Dakar, 28 août 2026 – La tenue de la Déclaration de politique générale (DPG) du Premier ministre, initialement annoncée pour le mardi 1er septembre, fait l’objet de nouvelles précisions de la part de l’Assemblée nationale. Dans un communiqué publié ce vendredi, le Bureau de l’institution parlementaire clarifie la procédure applicable et indique que l’ouverture de la session extraordinaire et la séance consacrée à la DPG constituent deux étapes distinctes.
Le président de l’Assemblée nationale, Ousmane Sonko, avait convoqué le Bureau ce vendredi à 10 heures, à la suite d’une saisine du président de la République demandant l’ouverture d’une deuxième session extraordinaire au mois d’août.
Cette réunion intervient alors que le Premier ministre Al Aminou Lo avait, dans une correspondance datée du 24 août, fait part de sa disponibilité pour prononcer sa Déclaration de politique générale le 1er septembre à partir de 9 heures.
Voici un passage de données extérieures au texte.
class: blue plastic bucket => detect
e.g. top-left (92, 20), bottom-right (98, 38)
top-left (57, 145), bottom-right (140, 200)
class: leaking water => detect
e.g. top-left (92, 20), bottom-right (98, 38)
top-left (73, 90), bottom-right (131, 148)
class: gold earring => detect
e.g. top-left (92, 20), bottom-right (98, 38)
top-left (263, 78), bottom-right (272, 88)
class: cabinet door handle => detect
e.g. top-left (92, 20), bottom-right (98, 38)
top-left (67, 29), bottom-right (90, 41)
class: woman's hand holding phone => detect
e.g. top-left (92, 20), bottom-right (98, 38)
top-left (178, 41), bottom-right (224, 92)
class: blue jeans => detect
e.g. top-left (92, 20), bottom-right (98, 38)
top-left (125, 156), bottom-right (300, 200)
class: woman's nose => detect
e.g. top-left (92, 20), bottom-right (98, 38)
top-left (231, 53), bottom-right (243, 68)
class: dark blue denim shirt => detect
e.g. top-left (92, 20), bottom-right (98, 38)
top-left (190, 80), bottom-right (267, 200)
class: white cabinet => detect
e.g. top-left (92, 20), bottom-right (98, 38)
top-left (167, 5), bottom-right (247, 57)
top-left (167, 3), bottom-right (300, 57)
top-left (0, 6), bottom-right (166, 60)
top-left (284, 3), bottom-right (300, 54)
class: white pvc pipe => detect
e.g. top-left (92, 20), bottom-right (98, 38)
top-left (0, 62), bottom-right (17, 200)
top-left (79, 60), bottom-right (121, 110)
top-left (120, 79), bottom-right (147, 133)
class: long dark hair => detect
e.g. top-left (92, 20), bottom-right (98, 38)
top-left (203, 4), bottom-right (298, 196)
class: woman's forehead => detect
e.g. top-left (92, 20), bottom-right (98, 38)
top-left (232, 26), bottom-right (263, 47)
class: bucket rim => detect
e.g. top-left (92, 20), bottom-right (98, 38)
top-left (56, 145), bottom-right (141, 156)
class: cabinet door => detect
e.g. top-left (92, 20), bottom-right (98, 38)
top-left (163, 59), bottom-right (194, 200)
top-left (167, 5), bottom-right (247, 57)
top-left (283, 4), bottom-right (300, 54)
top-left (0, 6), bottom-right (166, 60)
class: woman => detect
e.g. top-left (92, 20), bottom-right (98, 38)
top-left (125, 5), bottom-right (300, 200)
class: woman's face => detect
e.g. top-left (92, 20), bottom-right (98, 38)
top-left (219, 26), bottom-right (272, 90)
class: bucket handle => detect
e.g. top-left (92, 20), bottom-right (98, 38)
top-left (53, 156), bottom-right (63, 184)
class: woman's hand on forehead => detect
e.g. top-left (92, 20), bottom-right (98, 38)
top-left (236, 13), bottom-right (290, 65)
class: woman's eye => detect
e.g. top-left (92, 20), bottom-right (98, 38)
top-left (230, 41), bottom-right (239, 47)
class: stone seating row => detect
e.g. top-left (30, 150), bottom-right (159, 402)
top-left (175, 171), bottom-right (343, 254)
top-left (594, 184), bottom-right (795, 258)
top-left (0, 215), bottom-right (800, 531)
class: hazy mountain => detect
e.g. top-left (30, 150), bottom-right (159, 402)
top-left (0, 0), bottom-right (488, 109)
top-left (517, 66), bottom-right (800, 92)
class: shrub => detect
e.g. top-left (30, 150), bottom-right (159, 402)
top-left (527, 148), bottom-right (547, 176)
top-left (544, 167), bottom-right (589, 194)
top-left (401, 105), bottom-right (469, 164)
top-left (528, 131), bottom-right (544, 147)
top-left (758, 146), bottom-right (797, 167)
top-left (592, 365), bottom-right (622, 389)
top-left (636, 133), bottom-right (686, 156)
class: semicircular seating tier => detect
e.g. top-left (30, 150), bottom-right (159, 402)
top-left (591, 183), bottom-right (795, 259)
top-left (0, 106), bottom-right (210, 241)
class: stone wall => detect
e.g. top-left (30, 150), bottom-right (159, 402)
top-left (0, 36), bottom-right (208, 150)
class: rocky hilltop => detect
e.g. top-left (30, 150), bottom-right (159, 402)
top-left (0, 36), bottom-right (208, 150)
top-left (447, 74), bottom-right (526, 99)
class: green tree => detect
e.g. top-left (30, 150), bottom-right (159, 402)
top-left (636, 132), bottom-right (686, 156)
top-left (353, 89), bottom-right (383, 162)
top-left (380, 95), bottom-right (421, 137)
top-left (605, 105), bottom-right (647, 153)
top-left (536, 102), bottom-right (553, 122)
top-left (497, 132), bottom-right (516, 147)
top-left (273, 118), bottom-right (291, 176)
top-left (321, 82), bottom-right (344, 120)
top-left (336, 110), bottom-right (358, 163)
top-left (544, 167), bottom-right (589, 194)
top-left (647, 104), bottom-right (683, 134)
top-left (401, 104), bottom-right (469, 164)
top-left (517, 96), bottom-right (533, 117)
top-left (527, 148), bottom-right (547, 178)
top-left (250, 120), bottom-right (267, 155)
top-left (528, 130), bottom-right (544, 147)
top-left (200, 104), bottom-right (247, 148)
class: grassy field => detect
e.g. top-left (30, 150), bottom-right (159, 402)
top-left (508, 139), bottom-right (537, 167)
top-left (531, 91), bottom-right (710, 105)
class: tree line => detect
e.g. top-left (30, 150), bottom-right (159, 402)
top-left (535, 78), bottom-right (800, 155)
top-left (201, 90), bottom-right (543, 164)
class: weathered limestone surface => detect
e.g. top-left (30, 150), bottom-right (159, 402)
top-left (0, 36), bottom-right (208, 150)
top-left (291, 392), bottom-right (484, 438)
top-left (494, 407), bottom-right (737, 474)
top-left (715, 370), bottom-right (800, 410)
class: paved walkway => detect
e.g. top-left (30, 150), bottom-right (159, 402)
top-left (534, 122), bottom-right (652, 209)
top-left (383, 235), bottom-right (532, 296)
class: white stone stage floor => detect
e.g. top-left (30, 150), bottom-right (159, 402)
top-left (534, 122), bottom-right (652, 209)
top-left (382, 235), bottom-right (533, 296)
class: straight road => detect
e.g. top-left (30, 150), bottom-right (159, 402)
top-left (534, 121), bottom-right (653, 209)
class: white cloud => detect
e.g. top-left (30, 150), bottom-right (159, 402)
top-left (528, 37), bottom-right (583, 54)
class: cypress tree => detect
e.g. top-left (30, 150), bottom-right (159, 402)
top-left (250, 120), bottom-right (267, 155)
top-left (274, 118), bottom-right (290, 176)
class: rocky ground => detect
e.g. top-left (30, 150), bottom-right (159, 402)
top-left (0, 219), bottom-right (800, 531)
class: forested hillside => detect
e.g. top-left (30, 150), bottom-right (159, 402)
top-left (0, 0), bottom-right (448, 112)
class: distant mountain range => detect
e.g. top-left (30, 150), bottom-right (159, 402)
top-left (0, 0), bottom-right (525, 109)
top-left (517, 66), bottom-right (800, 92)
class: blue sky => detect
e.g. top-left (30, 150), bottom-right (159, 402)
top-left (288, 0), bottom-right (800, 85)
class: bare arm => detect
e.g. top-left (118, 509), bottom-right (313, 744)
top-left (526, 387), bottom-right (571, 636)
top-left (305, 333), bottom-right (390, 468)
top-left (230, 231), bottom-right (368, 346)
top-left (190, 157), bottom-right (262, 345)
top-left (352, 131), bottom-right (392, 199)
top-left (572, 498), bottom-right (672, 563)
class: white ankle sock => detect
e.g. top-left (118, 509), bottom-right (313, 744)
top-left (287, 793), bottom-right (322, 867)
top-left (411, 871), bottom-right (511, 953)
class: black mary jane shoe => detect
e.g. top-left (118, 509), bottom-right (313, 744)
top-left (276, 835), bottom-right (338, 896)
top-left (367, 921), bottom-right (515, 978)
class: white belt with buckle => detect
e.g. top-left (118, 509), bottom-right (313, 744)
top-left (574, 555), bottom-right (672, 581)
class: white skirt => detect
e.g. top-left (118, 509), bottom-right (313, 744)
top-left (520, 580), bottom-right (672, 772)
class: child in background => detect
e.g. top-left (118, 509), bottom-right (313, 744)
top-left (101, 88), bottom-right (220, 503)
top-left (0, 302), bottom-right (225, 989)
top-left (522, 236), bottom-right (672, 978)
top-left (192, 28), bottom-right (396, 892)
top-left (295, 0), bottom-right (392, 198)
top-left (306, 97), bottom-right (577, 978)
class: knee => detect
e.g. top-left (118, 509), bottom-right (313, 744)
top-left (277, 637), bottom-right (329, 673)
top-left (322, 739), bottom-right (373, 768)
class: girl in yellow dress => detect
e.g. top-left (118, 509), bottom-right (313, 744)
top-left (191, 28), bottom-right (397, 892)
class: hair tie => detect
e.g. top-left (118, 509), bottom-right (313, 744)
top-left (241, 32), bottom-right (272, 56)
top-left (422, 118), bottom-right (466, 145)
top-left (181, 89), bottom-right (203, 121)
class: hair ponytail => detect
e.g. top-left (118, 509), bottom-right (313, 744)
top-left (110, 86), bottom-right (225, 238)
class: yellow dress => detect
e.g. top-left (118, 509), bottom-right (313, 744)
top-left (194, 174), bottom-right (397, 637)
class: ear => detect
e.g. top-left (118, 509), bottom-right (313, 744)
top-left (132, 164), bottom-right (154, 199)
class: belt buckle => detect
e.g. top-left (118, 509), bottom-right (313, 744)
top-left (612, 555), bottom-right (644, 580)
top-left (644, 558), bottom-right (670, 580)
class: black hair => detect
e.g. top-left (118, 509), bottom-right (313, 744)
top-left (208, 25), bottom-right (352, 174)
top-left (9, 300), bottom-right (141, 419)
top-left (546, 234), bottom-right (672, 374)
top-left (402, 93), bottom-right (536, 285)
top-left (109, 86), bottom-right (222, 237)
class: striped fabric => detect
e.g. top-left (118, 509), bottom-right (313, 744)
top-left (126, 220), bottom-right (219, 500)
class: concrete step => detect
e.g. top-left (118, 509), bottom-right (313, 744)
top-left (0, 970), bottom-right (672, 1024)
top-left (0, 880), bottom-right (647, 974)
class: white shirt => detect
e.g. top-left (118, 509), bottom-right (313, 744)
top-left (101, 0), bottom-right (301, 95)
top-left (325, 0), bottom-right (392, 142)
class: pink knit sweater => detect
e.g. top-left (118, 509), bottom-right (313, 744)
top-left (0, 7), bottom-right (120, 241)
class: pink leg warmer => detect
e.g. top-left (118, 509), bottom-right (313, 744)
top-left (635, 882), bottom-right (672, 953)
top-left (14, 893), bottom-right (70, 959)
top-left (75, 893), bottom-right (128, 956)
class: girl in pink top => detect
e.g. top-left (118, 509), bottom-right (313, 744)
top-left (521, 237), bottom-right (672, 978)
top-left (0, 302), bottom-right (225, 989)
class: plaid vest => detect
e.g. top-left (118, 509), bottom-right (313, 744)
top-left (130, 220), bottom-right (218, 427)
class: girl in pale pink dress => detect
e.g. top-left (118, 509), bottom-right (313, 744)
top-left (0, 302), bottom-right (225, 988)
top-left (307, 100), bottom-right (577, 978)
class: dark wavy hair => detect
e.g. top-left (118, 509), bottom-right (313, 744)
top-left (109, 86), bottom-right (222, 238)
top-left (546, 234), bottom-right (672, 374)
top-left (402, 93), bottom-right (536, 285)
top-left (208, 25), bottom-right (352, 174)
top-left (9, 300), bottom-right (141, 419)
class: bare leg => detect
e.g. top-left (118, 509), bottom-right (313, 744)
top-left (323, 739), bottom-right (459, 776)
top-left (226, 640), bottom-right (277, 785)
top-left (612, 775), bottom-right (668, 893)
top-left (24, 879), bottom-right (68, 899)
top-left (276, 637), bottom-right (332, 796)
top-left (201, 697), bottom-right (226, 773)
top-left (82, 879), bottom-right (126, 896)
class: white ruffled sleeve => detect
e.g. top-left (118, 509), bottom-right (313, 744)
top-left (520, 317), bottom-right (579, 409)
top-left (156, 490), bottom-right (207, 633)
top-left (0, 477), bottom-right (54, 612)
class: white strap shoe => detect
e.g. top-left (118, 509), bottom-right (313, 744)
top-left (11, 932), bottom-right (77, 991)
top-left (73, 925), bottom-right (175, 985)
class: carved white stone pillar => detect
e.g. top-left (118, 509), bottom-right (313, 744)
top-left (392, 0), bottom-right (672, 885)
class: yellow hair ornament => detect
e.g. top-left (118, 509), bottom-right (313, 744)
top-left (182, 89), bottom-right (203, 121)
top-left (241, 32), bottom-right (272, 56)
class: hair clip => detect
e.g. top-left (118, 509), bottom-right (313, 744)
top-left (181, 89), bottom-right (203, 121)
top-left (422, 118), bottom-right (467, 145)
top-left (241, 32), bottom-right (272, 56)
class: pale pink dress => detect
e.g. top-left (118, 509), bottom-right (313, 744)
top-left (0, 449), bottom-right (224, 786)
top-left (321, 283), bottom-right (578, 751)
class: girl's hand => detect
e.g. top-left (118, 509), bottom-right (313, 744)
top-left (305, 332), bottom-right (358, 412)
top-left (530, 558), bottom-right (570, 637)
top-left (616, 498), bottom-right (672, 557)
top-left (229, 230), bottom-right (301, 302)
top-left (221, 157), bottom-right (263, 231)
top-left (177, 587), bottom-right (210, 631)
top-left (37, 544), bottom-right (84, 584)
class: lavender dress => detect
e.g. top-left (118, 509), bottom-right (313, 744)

Le lendemain, le président de la République a pris le décret n° 2026-1530 convoquant l’Assemblée nationale en session extraordinaire à compter du 1er septembre à 10 heures, avec comme ordre du jour unique la Déclaration de politique générale du chef du gouvernement. Toutefois, selon le Bureau de l’Assemblée nationale, le décret ne fixe pas précisément la date de la séance consacrée à cette déclaration.
Une procédure en deux temps
Dans sa mise au point, l’Assemblée nationale rappelle que les députés doivent être informés au moins huit jours avant la date retenue pour la DPG. Le Bureau précise également que ce délai doit être décompté à partir de l’ouverture de la session extraordinaire.
Dans ces conditions, la journée du 1er septembre devrait d’abord être consacrée à l’ouverture de la session, au constat du quorum puis à la levée de la séance.
La date effective de la Déclaration de politique générale devra ensuite être arrêtée par la Conférence des Présidents, convoquée par le président de l’Assemblée nationale. Cette instance devra également déterminer les modalités d’organisation des débats.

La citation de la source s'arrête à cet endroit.